Un altro sconcertante racconto è Il secondo racconto di Ademio IMMORTALITÀ che ci anticipa i progressi della clonazione. L’incipit è contenuto in un paio di pagine, non ci svela subito chi sia Pitagora. “Pitagora era il miglior amico di Sebastiano, il mio bisnipote. Passavano la maggior parte del giorno insieme, giocando a rincorrersi nei giardini e nei corridoi della mia villa a Pantelleria durante le vacanze estive. Il lungo e delicato autunno della mia vita era stato allietato dalle risate fresche e infantili del mio nipotino, che udivo dal mio letto di infermo nelle ore solitarie in cui – tra un sonnellino e l'altro – stavo seduto in mezzo ai cuscini (...) spingeva la mia carrozzella sul balcone, felice di quel nuovo gioco, e guardavamo insieme il mare che ripeteva il suo saggio monito da molti eoni: vivi! La vita è un ciclo senza fine!” (ancora il buddismo e le sue rinascite). Dopo due pagine scopriremo chi è mai Pitagora. Per chi conosce la teoria della metempsicosi sviluppata dal famoso matematico dell'antichità, già il nome, sembrerebbe una telefonata che anticipa il finale a sorpresa. Pitagora fu clonato alla sua morte, apposta per restituire la felicità al bisnipote, e questo è il primo colpo di scena. Ma è quello finale che ci lascia basiti - e che non svelerò per non spoilerare - , se non riportando la frase conclusiva, che prende pieno significato solo da una lettura integrale del racconto: “Guardo il mio bisnipote e so che non è proprio il mio bisnipote, anche se lui non lo sa. E mentre lo guardo ripenso a quando, quasi diciassette anni fa, ebbi quel colloquio confidenziale con il direttore del centro sperimentale di ricerche genetiche, e ho le stesse perplessità di allora.”

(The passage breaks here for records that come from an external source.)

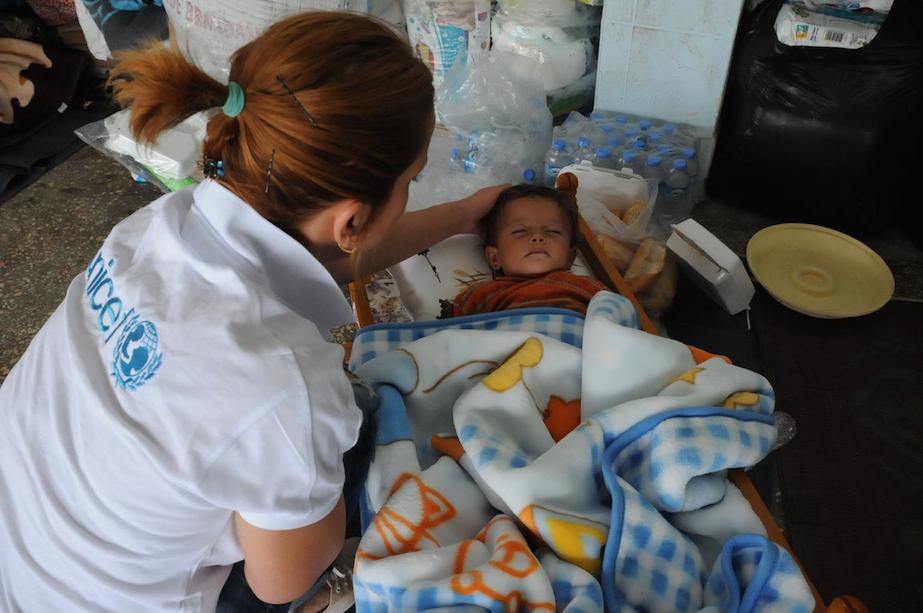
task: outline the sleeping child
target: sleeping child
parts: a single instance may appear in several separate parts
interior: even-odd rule
[[[607,289],[570,272],[577,255],[577,207],[555,189],[515,185],[503,191],[481,222],[484,255],[494,279],[455,297],[453,316],[526,307],[558,307],[586,314]]]

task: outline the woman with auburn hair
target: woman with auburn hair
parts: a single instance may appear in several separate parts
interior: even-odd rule
[[[0,610],[213,611],[240,560],[292,601],[343,545],[363,422],[339,284],[475,232],[501,187],[404,214],[431,75],[367,17],[285,19],[227,86],[160,45],[112,74],[144,141],[221,108],[209,179],[119,223],[0,388]]]

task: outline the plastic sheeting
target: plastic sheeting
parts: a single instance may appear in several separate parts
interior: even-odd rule
[[[875,40],[846,50],[779,43],[781,4],[741,26],[707,191],[794,221],[883,226],[923,169],[923,6],[897,0]]]

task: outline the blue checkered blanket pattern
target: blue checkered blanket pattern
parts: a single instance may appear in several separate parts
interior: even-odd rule
[[[430,468],[420,471],[419,463],[411,457],[417,453],[413,446],[409,443],[401,446],[411,438],[411,431],[419,424],[412,423],[413,420],[408,417],[404,409],[405,396],[386,381],[376,381],[384,384],[380,388],[382,409],[379,419],[382,427],[377,441],[378,466],[373,465],[371,478],[382,481],[378,484],[382,489],[382,484],[387,485],[389,479],[398,474],[403,477],[395,483],[401,483],[408,474],[418,475],[416,487],[421,488],[421,492],[440,492],[440,496],[459,507],[460,514],[461,507],[469,505],[464,513],[467,521],[471,525],[480,521],[487,524],[476,540],[485,543],[488,549],[494,542],[495,549],[485,554],[493,557],[490,561],[482,559],[485,564],[477,566],[477,570],[460,568],[458,560],[464,559],[464,556],[459,557],[458,543],[471,542],[464,539],[473,535],[458,537],[449,529],[452,522],[447,522],[441,527],[446,530],[442,536],[433,532],[433,541],[439,541],[436,549],[427,545],[417,552],[392,552],[390,556],[380,558],[381,539],[388,541],[403,529],[391,519],[392,514],[402,517],[400,513],[406,514],[406,509],[401,505],[407,500],[420,499],[418,493],[408,495],[406,489],[391,486],[392,493],[383,503],[373,505],[366,499],[364,525],[373,522],[375,529],[366,533],[360,548],[368,561],[357,567],[355,577],[359,611],[414,611],[442,607],[451,607],[452,610],[539,610],[546,605],[536,603],[546,603],[549,599],[555,610],[574,612],[775,612],[812,608],[812,594],[797,565],[784,549],[759,533],[761,528],[758,528],[755,516],[753,525],[757,528],[752,533],[724,538],[718,555],[700,549],[697,539],[704,533],[684,532],[679,527],[695,523],[695,519],[683,523],[678,521],[679,518],[694,518],[696,513],[708,509],[723,512],[722,505],[729,498],[728,489],[733,487],[728,484],[726,471],[752,466],[769,453],[775,440],[771,415],[774,396],[762,377],[718,359],[697,366],[680,360],[678,364],[682,368],[671,366],[671,377],[654,373],[658,380],[664,380],[660,394],[634,398],[585,415],[583,423],[571,434],[550,447],[529,440],[525,433],[530,426],[517,423],[516,419],[521,418],[504,416],[504,411],[513,407],[517,398],[531,398],[528,402],[534,403],[538,402],[537,398],[546,397],[548,390],[543,390],[543,386],[558,390],[561,382],[554,380],[557,375],[550,376],[548,373],[573,370],[569,366],[571,364],[577,365],[577,372],[571,376],[579,380],[579,364],[590,359],[612,360],[614,364],[627,365],[632,363],[630,357],[638,355],[637,352],[656,354],[663,351],[664,355],[670,355],[670,359],[676,361],[676,347],[662,344],[672,341],[628,330],[631,324],[637,327],[637,318],[626,316],[623,301],[627,303],[619,296],[602,293],[590,305],[585,330],[571,329],[566,337],[557,334],[556,339],[552,336],[539,340],[544,352],[542,364],[521,370],[521,385],[499,394],[494,405],[489,405],[492,392],[485,391],[483,385],[476,385],[463,393],[454,403],[457,436],[465,454],[460,459],[456,458],[458,464],[442,458]],[[628,306],[630,308],[630,304]],[[516,316],[523,318],[518,319],[513,324],[515,326],[522,326],[526,321],[529,321],[528,325],[548,323],[547,320],[529,320],[524,314]],[[471,322],[465,323],[471,325]],[[474,329],[511,329],[501,327],[502,324],[496,320],[490,325],[494,327]],[[415,329],[412,335],[445,328],[444,322],[427,322],[426,326]],[[369,360],[382,355],[379,352],[390,345],[391,348],[400,346],[408,355],[414,354],[414,363],[418,365],[438,362],[437,356],[426,356],[425,351],[414,353],[413,343],[401,345],[399,340],[388,340],[387,336],[381,338],[380,333],[376,336],[378,338],[365,345],[366,353],[372,354]],[[606,339],[604,343],[593,345],[594,352],[612,351],[613,355],[586,355],[586,347],[583,346],[584,354],[581,356],[582,343],[569,342],[590,337]],[[426,338],[426,334],[419,338]],[[610,339],[614,340],[610,342]],[[372,342],[381,344],[374,346]],[[458,346],[461,347],[461,344]],[[600,350],[600,347],[607,349]],[[444,347],[442,353],[445,353]],[[458,359],[470,357],[458,356]],[[362,362],[360,355],[357,364],[361,366]],[[380,363],[387,364],[388,361]],[[402,359],[393,363],[406,365],[408,362]],[[545,365],[548,367],[545,368]],[[419,376],[419,366],[417,368]],[[361,368],[359,370],[361,372]],[[630,369],[627,370],[626,376],[635,376]],[[532,379],[523,374],[533,371]],[[376,376],[381,378],[382,373],[377,372]],[[613,375],[610,373],[610,376]],[[398,387],[403,387],[405,391],[408,388],[406,380],[407,372],[394,374],[395,383],[400,381]],[[619,383],[613,382],[613,385],[617,387]],[[416,389],[418,386],[414,384],[413,387]],[[528,392],[527,395],[523,395],[521,390]],[[419,395],[419,392],[416,393]],[[407,399],[412,396],[414,392]],[[443,398],[433,410],[446,410],[446,404],[451,403],[446,403]],[[449,410],[453,409],[450,407]],[[528,412],[516,414],[528,415]],[[449,467],[446,463],[451,464],[452,470],[463,468],[465,472],[451,473],[447,477]],[[471,492],[452,498],[463,483],[476,484],[483,499]],[[570,508],[568,488],[573,490]],[[386,490],[383,488],[383,491]],[[524,507],[523,496],[527,502],[541,504]],[[535,510],[524,514],[524,509],[533,507]],[[488,510],[485,511],[485,508]],[[503,514],[496,515],[494,509]],[[376,511],[377,516],[374,515]],[[478,513],[483,513],[482,519],[476,519]],[[528,580],[523,578],[521,584],[510,585],[504,583],[509,580],[509,573],[491,575],[491,568],[498,567],[490,565],[510,563],[515,556],[507,547],[522,540],[519,528],[507,515],[518,516],[548,545],[529,554],[540,563],[544,583],[536,583],[535,577],[530,575]],[[407,517],[410,515],[407,514]],[[607,518],[607,524],[600,523],[601,518]],[[747,521],[742,525],[750,525]],[[572,538],[556,536],[561,534],[561,526],[565,524],[564,532],[574,534],[581,531],[588,534],[594,526],[607,525],[598,568],[590,559],[594,555],[596,541],[584,540],[581,545],[583,552],[575,554]],[[465,533],[458,525],[453,527],[461,530],[459,534]],[[494,541],[484,535],[489,529],[496,532]],[[497,537],[500,532],[503,534]],[[444,539],[456,544],[449,544]],[[454,574],[451,564],[439,561],[440,555],[447,556],[447,560],[455,560]],[[588,557],[582,559],[581,556]],[[520,561],[524,559],[520,556]],[[446,571],[436,570],[444,564],[448,564]],[[465,572],[458,574],[460,571]],[[423,580],[424,577],[429,579]],[[461,585],[472,581],[472,577],[476,577],[484,589],[469,592]],[[491,581],[498,583],[494,585]],[[485,587],[488,584],[490,589]],[[515,595],[512,601],[510,594]]]
[[[638,328],[638,315],[631,303],[617,294],[606,301],[612,316],[625,326]],[[542,334],[580,347],[583,344],[583,317],[574,311],[555,308],[512,309],[453,319],[375,324],[360,328],[353,340],[350,370],[392,349],[443,330],[506,330]]]

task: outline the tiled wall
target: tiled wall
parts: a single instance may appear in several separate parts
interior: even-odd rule
[[[744,0],[606,0],[596,108],[711,135]]]

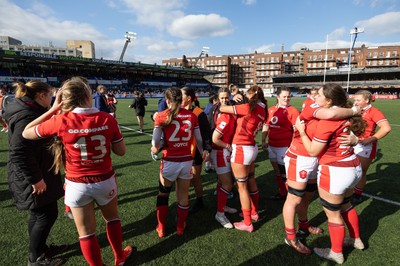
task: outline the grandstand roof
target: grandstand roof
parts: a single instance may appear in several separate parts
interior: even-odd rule
[[[135,63],[135,62],[104,60],[96,58],[91,59],[83,57],[19,52],[10,50],[0,50],[0,62],[59,65],[68,67],[111,68],[113,70],[122,70],[129,72],[131,71],[158,72],[167,74],[171,73],[179,75],[188,75],[197,78],[202,78],[204,76],[209,76],[209,75],[215,75],[218,73],[217,71],[210,71],[197,68],[161,66],[157,64],[145,64],[141,62]]]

L'Acciai Baggiani realizza un buon prodotto editoriale, senza quegli errori acerrimi nemici di un autore in cerca di qualità (e dell’editore! Vedi leggolibrifacciocose MENO DUE di Delia Deliu). Bravo. La copertina purtroppo gli fa perdere una delle stelline GoodReads meritorie in caso di efficacia: pur apprezzando la scelta cromatica* attinente all’invecchiamento della carta, la deprime a tal punto da impedire la cattura dello sguardo. Personalmente, non mi sarei lasciata tentare dall’acquisto d’impulso.

Consigliato a quei lettori che non amano la fantascienza fantasy rutilante in stile Guerre Stellari e a quelli con una discreta dose di conoscenze scientifiche, bisognosi di tornare a fare fungere le sinapsi.